Gemma 4 Just Made My 3090 Three Times Faster
I ran Gemma 4 on my own RTX 3090 today. Three times faster than Qwen 3.6 on the same hardware, same build. The numbers below, plus the flag combination that almost broke my bench.
Gemma 4 Hit 3.10x Faster on My RTX 3090
Same RTX 3090, same llama.cpp mainline build, same bench script. Gemma 4 26B-A4B Q4_K_XL: 128 tok/s. Qwen 3.6-27B Q4_K_M: 41 tok/s. Both fit in roughly 17 GB VRAM. Same Q4 quant tier. Same nine prompts from am17an's gist bench. Speedup: 3.10x.
The architectural reason holds up under inspection. Qwen 3.6-27B is dense -- every token uses all 27B params for the forward pass. Gemma 4 26B-A4B activates 8 of 128 experts per token, plus shared layers. Effective active params per decode step is far less than the total 26B. The 3090 is bandwidth-bound on decode -- less weight moved per token directly buys more tokens per second. Total VRAM is similar because all experts must live in memory; only a fraction get used each step.
The catch: Gemma 4 forces a reasoning trace by default. Output goes to the reasoning_content field, so the bench script reads zero. The fix is --jinja plus --chat-template-kwargs '{"enable_thinking":false}'. Miss that combination and you'll spend an hour wondering why generation looks broken. The load log will still print thinking = 1 -- cosmetic bug, output is correct.
Practical takeaway: if you're on a 3090 and want speed, Gemma 4 is the new pick. If you want simpler ergonomics with no flag dance, Qwen 3.6 is still rock-solid. The full bench -- all nine prompts, both models same day -- lives in the article.
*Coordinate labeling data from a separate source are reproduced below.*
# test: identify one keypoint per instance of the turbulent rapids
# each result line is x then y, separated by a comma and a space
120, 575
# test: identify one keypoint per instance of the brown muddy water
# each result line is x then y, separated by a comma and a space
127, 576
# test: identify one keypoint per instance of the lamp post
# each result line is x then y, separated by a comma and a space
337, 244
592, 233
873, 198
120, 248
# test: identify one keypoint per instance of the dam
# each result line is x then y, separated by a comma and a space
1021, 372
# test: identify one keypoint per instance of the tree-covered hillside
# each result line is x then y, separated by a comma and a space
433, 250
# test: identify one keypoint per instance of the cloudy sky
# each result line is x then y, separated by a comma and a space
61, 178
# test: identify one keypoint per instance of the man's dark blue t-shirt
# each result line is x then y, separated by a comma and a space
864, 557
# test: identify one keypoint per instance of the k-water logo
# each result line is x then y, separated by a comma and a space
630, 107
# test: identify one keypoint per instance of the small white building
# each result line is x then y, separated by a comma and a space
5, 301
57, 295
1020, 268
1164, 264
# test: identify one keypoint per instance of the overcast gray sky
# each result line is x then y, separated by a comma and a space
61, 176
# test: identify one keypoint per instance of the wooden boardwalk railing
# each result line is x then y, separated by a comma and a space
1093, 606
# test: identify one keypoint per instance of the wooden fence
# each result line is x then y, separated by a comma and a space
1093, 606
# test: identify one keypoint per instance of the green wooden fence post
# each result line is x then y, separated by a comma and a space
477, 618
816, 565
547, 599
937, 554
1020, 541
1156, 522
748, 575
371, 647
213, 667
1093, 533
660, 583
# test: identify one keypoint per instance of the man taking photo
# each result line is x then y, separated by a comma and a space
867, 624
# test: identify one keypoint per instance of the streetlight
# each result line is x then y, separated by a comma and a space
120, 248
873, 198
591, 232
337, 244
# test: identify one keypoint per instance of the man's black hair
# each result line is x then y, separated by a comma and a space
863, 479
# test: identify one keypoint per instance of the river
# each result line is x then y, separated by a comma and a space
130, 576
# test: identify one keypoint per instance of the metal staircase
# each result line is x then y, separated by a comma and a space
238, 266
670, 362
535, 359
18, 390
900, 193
📖 The full firsthand bench is here.
DFlash vs MTP: I Tested Both on the Same 3090
Two speculative decoding methods for local inference, both shipping the same week. DFlash uses an external draft model plus tree verification; MTP uses extra layers baked into the same checkpoint. Both run on a single RTX 3090. Both speed up Qwen 3.6-27B Q4_K_M decode. Neither wins cleanly.
The numbers: DFlash 2.56x. MTP 1.50x. Same hardware, different prompt suites — DFlash on the LuceOrg academic benches (HumanEval, GSM8K, Math500), MTP on am17an's mixed-prompt gist. Treat as directional, not apples-to-apples. The full methodology caveats are in the article.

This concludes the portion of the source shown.